Miser sur la différence

En effet, n’ayant jamais été saisonniers, ils ont suivi une formation tractoriste au Legta de Cosne et souhaiteraient participer à celle dédiée à la taille de la vigne en fin d’année. « Il faut que le camion soit terminé d’ici-là pour pouvoir nous installer à proximité du centre de formation ». Pour eux, ces formations sont indispensables pour parfaire leurs compétences et « être les plus polyvalents possible pour trouver du travail n’importe où ». Avec déjà un pied dans l’agriculture, Flora va être, durant un mois, conductrice de poids lourds à Arzembouy pour les moissons. De son côté Timothé, qui lui est mécanicien automobile, souhaite se rediriger sur la mécanique camio et tracteurs et aussi passer son permis C (poids lourds) afin de pouvoir conduire Heimlich. « Nous ne nous interdisons rien car nous sommes curieux de tout ».
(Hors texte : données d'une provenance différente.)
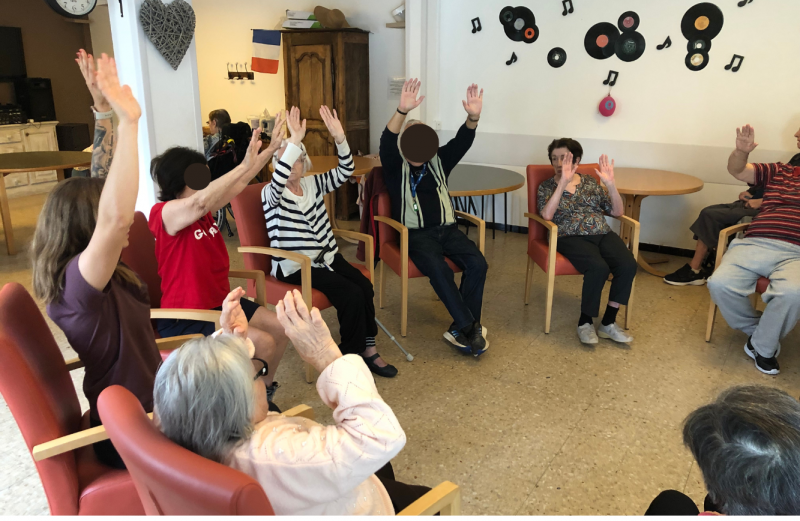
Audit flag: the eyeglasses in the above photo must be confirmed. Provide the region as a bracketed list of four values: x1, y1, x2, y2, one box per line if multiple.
[250, 358, 269, 382]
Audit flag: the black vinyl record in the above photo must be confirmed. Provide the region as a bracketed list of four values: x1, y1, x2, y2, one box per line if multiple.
[547, 47, 567, 69]
[614, 31, 645, 62]
[583, 22, 619, 60]
[500, 6, 539, 43]
[681, 2, 725, 40]
[686, 51, 709, 72]
[617, 11, 639, 33]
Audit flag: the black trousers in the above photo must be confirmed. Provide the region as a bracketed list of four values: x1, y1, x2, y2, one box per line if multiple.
[375, 462, 431, 514]
[556, 232, 637, 317]
[277, 253, 378, 355]
[689, 201, 758, 250]
[408, 224, 489, 330]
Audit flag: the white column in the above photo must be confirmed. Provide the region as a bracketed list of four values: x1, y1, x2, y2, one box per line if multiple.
[108, 0, 204, 216]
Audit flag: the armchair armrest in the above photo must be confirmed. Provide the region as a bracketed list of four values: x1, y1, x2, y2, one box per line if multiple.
[228, 270, 267, 306]
[333, 228, 375, 283]
[715, 223, 752, 267]
[455, 210, 486, 253]
[31, 412, 153, 461]
[150, 308, 222, 329]
[397, 481, 461, 516]
[239, 246, 311, 310]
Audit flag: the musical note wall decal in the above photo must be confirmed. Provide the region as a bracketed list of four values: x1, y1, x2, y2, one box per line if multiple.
[603, 71, 619, 87]
[471, 18, 483, 34]
[725, 54, 744, 72]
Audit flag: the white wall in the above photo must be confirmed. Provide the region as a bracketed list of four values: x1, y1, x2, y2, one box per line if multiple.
[418, 0, 800, 248]
[192, 0, 405, 153]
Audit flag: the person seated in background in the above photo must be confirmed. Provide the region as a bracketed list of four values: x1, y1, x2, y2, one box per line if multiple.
[261, 106, 397, 378]
[31, 51, 161, 468]
[708, 125, 800, 374]
[664, 186, 764, 286]
[380, 79, 489, 357]
[536, 138, 637, 344]
[154, 290, 430, 515]
[645, 385, 800, 516]
[148, 124, 288, 402]
[203, 109, 231, 160]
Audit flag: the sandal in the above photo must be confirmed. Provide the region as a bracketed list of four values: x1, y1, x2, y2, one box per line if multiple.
[361, 353, 397, 378]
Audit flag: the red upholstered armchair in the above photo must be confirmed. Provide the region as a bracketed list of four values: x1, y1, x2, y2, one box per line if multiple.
[231, 183, 375, 383]
[0, 283, 144, 516]
[375, 192, 486, 336]
[525, 164, 639, 333]
[706, 219, 769, 342]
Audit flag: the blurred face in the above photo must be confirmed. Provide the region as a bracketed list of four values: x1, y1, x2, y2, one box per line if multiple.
[550, 147, 580, 177]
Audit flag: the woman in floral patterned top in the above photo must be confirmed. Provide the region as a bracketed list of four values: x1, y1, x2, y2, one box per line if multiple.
[536, 138, 637, 344]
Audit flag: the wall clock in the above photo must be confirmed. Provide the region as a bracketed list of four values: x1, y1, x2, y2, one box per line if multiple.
[45, 0, 97, 18]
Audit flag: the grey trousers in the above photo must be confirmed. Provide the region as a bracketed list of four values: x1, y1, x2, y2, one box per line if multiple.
[708, 238, 800, 358]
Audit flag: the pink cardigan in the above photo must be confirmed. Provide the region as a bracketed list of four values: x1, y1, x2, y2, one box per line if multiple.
[228, 355, 406, 515]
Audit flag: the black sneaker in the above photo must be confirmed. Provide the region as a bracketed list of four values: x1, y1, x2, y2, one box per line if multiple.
[664, 264, 706, 286]
[744, 338, 781, 374]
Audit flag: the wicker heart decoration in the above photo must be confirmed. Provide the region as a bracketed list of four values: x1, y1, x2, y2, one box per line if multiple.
[139, 0, 195, 70]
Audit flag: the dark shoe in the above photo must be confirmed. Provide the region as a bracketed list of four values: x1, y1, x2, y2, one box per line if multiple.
[361, 353, 397, 378]
[744, 338, 781, 374]
[664, 264, 706, 286]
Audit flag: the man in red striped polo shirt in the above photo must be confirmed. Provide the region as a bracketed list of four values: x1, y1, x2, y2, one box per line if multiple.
[708, 125, 800, 374]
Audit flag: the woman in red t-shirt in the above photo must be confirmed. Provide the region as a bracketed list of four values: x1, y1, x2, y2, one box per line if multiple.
[148, 121, 288, 402]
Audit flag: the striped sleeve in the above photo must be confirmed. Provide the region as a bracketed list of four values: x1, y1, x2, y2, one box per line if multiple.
[261, 143, 303, 211]
[314, 140, 355, 195]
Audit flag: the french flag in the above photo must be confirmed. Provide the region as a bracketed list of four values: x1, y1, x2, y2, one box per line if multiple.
[255, 29, 281, 74]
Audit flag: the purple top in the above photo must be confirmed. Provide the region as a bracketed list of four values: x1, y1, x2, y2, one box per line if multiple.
[47, 255, 161, 421]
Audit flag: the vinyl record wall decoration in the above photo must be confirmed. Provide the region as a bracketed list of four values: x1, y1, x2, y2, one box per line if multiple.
[500, 6, 539, 43]
[681, 2, 725, 71]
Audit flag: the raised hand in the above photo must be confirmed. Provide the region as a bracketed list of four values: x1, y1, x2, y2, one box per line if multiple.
[736, 125, 758, 154]
[594, 154, 614, 186]
[95, 53, 142, 123]
[275, 290, 342, 372]
[75, 49, 111, 112]
[319, 105, 345, 145]
[397, 78, 425, 112]
[286, 107, 306, 146]
[461, 83, 483, 117]
[219, 287, 248, 339]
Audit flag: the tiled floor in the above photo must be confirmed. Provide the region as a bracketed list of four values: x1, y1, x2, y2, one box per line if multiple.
[0, 191, 800, 514]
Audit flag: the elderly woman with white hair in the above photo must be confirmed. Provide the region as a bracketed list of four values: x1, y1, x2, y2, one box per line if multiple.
[261, 106, 397, 378]
[154, 291, 430, 515]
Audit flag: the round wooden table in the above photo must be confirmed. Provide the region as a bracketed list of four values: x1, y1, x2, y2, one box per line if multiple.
[0, 152, 92, 255]
[447, 165, 525, 238]
[614, 168, 703, 277]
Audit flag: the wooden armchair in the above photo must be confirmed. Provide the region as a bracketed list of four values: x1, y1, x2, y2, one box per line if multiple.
[376, 193, 486, 336]
[706, 223, 769, 342]
[524, 164, 639, 333]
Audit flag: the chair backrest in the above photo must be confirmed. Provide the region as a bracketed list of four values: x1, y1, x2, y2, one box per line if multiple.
[527, 163, 600, 239]
[121, 212, 161, 308]
[0, 282, 81, 516]
[97, 385, 274, 516]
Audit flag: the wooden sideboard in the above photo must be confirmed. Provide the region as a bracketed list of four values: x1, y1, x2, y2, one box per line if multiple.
[0, 121, 58, 193]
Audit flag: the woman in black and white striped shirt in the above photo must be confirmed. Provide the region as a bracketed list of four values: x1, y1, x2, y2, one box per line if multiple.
[261, 106, 397, 378]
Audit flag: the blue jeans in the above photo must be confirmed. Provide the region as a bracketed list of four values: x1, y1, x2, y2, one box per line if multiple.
[408, 224, 489, 329]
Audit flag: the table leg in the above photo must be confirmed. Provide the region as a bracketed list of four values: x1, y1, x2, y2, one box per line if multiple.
[0, 176, 17, 255]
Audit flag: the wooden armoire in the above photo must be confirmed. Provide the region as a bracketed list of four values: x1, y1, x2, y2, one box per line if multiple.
[283, 29, 370, 219]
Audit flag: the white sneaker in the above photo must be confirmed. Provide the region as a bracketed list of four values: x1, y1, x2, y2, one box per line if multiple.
[578, 324, 598, 344]
[597, 322, 633, 344]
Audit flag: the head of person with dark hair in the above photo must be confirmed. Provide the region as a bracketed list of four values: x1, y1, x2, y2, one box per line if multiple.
[208, 109, 231, 134]
[150, 147, 208, 202]
[547, 137, 583, 178]
[683, 385, 800, 516]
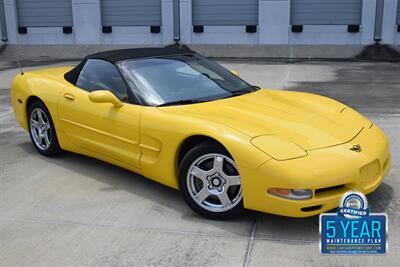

Pour la suite, Flora ne sait pas si elle abandonnera un jour la vie nomade. Pour Timothé c’est un peu différent : « je ne me vois pas dans un camion à 55 ans… je pense qu’à un moment on souhaite se poser quelque part. Mais je ne connais pas l’avenir donc on verra bien ! ». En attendant, ils espèrent beaucoup de ce nouveau projet avec Heimlich : « peut-être que le partage de notre expérience donnera des idées à d’autres et fera s’effacer certaines barrières. Si nous pouvons aider, nous répondrons présents ! ». Mais, avant de se lancer sur les routes, il reste encore du travail pour transformer Heimlich en maison. Affaire à suivre prochainement…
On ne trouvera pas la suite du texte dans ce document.